Within 10 seconds of powering on, wiggle the right stick back and forth (making sure the stick goes all the way left and right each time) 10 times. If done correctly the LED on the Brain will pulse 10 times and then stay on, to indicate it’s in calibration mode.

Note: Calibration will pulse the motors to auto configure the input. This may cause the bot to fall if placed on a table etc. It should be on a reasonably large flat surface where it can’t easily fall in order to calibrate.

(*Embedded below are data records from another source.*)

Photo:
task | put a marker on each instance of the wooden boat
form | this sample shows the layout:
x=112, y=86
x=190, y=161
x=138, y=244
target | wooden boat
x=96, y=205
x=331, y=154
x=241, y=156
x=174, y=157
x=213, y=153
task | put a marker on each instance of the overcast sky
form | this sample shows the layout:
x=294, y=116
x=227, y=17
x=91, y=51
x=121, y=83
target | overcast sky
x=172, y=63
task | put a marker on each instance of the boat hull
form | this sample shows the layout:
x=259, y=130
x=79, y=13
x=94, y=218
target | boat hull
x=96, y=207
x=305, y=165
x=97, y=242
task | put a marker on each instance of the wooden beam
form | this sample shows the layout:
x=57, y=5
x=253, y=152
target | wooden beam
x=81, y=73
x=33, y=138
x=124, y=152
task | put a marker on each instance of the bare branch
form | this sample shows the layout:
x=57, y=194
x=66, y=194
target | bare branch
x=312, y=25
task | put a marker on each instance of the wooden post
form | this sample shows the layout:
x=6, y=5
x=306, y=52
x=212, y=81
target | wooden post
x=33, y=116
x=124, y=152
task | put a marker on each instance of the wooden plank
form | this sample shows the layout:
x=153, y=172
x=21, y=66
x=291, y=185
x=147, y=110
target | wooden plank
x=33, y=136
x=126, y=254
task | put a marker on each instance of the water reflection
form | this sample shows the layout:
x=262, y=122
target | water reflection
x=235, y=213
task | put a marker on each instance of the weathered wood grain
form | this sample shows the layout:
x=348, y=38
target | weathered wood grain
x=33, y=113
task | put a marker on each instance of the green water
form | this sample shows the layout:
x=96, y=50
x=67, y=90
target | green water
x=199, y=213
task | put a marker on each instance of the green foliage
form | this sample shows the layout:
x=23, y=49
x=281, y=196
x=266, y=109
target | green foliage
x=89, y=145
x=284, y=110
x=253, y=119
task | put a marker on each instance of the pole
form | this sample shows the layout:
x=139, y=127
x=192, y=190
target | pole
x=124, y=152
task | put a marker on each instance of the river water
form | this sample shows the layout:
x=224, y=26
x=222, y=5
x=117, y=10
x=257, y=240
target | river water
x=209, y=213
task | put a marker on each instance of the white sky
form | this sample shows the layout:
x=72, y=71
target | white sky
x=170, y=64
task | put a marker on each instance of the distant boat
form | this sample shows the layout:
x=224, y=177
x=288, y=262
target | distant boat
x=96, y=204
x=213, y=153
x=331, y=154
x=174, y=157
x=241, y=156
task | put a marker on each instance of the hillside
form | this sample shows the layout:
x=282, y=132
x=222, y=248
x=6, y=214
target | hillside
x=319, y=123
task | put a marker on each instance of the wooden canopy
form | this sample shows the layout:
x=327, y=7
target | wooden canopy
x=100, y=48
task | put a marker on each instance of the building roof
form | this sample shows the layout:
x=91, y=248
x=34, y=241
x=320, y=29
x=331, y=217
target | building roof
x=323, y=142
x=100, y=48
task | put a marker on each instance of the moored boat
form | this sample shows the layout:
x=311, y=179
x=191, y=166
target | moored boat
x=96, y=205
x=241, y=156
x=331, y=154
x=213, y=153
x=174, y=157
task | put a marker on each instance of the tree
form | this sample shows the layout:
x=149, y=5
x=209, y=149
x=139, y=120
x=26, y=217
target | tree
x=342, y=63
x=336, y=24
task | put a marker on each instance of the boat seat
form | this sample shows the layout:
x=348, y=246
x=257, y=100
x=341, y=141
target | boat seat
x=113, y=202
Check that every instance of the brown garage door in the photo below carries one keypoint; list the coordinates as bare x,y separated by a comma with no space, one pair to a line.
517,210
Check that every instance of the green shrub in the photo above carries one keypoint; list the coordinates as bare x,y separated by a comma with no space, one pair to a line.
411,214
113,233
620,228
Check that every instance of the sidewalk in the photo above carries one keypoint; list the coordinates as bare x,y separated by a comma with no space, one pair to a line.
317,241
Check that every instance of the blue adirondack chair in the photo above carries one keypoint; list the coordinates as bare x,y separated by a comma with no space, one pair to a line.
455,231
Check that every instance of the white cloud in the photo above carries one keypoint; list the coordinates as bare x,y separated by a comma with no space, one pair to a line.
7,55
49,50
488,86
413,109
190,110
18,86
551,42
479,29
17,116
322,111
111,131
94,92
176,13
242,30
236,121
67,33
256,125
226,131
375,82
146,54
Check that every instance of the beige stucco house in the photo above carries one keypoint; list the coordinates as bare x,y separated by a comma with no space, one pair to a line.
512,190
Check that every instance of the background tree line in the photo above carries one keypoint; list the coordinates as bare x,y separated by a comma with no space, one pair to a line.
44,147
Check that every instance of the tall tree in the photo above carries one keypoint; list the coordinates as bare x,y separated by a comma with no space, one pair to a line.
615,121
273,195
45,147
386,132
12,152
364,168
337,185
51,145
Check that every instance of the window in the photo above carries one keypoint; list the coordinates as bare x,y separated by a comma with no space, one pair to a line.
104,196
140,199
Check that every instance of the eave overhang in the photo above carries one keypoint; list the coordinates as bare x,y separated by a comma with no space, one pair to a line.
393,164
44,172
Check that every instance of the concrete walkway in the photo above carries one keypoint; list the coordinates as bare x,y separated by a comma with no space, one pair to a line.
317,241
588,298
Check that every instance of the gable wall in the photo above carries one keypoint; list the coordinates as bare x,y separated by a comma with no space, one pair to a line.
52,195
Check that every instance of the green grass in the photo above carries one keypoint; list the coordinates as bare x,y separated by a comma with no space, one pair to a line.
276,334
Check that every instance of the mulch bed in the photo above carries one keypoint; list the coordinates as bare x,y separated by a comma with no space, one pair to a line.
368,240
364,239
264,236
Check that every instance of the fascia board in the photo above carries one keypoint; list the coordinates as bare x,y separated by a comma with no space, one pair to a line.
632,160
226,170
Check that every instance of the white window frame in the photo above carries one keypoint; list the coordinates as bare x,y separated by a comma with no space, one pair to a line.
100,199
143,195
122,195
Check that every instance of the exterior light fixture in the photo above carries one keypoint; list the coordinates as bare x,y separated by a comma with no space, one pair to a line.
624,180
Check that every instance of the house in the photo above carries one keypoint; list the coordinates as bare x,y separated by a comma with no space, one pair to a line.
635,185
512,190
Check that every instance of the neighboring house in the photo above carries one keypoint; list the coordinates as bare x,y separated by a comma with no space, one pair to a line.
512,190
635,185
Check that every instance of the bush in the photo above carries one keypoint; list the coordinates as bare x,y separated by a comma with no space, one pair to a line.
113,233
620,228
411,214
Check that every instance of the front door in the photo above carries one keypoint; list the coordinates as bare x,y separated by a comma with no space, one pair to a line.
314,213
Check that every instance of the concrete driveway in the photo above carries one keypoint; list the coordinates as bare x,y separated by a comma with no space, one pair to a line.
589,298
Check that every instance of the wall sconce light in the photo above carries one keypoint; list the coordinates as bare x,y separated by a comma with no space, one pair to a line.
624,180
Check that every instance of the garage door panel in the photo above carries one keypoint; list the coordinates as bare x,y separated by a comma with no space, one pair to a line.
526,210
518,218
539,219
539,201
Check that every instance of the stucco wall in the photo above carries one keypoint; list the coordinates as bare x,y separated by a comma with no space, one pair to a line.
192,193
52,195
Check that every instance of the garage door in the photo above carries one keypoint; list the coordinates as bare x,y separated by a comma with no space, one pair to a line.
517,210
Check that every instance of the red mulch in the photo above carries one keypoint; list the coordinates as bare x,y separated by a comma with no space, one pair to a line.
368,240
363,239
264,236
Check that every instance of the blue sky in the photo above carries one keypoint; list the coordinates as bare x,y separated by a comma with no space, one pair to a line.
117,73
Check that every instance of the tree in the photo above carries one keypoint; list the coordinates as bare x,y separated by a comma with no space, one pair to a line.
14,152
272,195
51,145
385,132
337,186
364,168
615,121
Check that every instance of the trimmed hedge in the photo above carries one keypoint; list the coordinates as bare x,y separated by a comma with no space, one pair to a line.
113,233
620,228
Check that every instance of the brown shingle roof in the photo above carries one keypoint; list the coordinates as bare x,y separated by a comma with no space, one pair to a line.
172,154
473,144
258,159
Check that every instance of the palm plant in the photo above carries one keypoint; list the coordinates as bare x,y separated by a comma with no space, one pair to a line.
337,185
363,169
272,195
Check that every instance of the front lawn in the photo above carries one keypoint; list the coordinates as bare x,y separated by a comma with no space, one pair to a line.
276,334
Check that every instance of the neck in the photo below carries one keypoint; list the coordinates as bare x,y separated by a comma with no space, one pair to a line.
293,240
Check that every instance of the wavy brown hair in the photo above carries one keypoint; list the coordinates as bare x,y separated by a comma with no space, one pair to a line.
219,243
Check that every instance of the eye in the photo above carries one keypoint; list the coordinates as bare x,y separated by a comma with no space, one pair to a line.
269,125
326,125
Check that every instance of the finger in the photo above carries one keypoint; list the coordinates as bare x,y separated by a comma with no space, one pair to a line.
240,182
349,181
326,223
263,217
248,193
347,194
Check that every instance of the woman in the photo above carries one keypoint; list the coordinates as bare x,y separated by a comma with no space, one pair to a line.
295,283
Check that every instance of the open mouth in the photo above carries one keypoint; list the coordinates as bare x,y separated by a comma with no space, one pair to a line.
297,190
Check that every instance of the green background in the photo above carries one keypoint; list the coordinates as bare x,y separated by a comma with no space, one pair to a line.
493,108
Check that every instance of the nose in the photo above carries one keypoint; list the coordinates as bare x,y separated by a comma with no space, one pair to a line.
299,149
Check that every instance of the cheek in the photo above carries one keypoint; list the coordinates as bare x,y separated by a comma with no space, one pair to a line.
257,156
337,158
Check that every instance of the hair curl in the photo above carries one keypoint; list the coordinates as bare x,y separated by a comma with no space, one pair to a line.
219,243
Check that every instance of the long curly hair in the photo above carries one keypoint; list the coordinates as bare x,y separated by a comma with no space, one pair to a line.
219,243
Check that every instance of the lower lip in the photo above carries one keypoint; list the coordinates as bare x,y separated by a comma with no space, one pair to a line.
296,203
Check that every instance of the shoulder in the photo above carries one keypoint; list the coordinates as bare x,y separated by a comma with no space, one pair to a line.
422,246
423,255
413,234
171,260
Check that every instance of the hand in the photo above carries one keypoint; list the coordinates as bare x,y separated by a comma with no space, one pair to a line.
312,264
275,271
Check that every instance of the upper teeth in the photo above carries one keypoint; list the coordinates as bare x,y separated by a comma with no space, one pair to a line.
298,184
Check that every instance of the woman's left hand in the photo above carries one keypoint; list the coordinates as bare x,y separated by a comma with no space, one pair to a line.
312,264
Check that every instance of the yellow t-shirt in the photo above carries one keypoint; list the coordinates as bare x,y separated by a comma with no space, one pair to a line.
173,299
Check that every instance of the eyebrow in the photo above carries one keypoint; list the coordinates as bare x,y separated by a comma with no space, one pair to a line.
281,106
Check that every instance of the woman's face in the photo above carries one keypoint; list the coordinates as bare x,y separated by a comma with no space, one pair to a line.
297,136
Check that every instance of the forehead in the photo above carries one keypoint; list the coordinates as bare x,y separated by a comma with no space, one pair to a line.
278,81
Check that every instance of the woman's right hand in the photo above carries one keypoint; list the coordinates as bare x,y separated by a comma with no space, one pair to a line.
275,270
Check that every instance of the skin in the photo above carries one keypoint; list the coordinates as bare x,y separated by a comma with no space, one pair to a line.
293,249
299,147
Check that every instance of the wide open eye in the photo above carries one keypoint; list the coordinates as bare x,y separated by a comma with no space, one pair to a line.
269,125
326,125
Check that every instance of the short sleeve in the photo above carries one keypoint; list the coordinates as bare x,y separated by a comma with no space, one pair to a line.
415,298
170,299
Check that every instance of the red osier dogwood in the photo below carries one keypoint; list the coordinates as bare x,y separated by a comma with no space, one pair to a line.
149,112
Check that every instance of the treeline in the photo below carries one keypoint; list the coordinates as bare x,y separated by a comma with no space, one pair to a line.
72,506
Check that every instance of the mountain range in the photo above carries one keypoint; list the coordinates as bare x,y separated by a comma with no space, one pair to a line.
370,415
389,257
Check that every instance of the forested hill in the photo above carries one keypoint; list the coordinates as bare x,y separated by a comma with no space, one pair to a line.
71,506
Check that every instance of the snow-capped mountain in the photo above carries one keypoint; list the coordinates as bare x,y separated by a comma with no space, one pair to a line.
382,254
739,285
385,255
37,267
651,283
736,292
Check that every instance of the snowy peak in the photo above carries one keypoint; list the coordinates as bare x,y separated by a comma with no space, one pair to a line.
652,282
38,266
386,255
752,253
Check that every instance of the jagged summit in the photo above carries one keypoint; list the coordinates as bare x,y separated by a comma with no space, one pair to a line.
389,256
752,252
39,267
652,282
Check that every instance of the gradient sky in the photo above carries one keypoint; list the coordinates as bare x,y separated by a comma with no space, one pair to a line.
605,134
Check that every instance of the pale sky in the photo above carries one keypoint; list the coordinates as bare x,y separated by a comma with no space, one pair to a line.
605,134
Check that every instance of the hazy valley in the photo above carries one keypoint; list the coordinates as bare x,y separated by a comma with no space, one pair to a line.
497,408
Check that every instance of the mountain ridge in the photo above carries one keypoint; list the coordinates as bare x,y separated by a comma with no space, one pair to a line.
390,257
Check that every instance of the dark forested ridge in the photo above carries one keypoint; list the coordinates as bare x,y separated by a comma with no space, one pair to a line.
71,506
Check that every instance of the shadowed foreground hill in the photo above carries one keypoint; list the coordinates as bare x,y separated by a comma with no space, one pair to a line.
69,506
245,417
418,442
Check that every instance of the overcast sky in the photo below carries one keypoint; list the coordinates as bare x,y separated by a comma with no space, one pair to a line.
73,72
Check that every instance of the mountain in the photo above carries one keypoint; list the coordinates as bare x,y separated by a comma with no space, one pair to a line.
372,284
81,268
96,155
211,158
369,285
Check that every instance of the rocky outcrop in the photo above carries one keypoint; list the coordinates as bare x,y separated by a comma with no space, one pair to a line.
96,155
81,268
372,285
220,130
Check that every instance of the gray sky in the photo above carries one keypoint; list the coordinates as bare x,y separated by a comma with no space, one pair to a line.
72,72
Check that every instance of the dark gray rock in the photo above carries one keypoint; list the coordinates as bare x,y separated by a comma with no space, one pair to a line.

For completion of the calibration routine, please refer to the instructions for the Brain from CB-Tech at the following link:

These instructions may evolve over time, so that will always refer to the latest version of the instructions.

Balance the Bot

It is important that once you’ve fully assembled and calibrated the bot, and added any additions/modules/customizations, that the bot is balanced.

Since it runs on 2 wheels, you want the center of gravity to be slightly forward of the wheels. This will keep the front from lifting up (wheelie) when driving forward as you’ll want your front wedge to stay on the ground to prevent opponent bots from getting under you.

You also don’t want ALL your weight forward, as this will reduce your traction. Finding the “sweet spot” for balance will take a bit of trial and error.

The kit is designed so that there is a small compartment behind the wedge which is enclosed with the wedge installed. This area can take weights (coins, nuts, or other metal bits to add weight). So that you can balance the bot. It is suggested you secure it in place with tape, or some kind of glue (hot glue works). Then cover with the wedge once done, securing the wedge in place with the 2 10mm screws and matching nuts in the recesses behind.

Ideally your final weight is as close to 150g as possible, while still being under the limit (this will optimise your traction and pushing power).